Things That Happen to Your Body When You Don’t Get Enough Sleep

Source Prevention/Pocket

Even before the pandemic, more than a third of Americans weren’t getting the recommended seven plus hours of nightly sleep. And by certain estimates, as many as 68% of Americans say they just aren’t getting enough rest.

“Most of the systems in our body are predicated on some process of renewal or need for sleep,” explains board-certified sleep medicine researcher W. Christopher Winter, MD, the author of The Sleep Solution: Why Your Sleep Is Broken and How to Fix It. “Sleep is a fundamental aspect of our thinking, our ability to function, and our immune system. It impacts pretty much everything we need to survive.”

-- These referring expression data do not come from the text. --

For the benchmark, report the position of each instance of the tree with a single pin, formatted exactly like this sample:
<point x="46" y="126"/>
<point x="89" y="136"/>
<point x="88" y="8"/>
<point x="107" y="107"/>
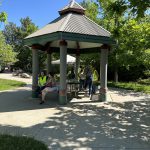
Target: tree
<point x="7" y="56"/>
<point x="15" y="35"/>
<point x="3" y="16"/>
<point x="91" y="9"/>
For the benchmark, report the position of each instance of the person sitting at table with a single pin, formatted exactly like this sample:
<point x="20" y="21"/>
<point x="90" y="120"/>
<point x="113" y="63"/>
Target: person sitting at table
<point x="50" y="86"/>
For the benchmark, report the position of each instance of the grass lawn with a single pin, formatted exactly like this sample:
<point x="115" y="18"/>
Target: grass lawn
<point x="8" y="142"/>
<point x="139" y="87"/>
<point x="10" y="84"/>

So turn off your phone, close the shades, and hop into bed early tonight — here’s what a lack of sleep can hurt:

Your immune system. “There’s a very strong link between sleep and the immune system in general,” says Michael Awad, MD, of Northwestern Medicine and Peak Sleep. “The body repairs just about every cell in the body when it comes to sleep. Sleep deprivation lowers the body’s ability to mount an immune response.”

Sleep loss is linked to a higher risk of infection, according to the Centers for Disease Control and Prevention (CDC). One study found that restricting a person’s sleep for four hours a night for six days, followed by sleeping 12 hours a night for seven days, can lead to a greater than 50% decrease in the production of antibodies to a flu vaccine. Basically, your body just can’t mount the usual immune response when you’re wiped out.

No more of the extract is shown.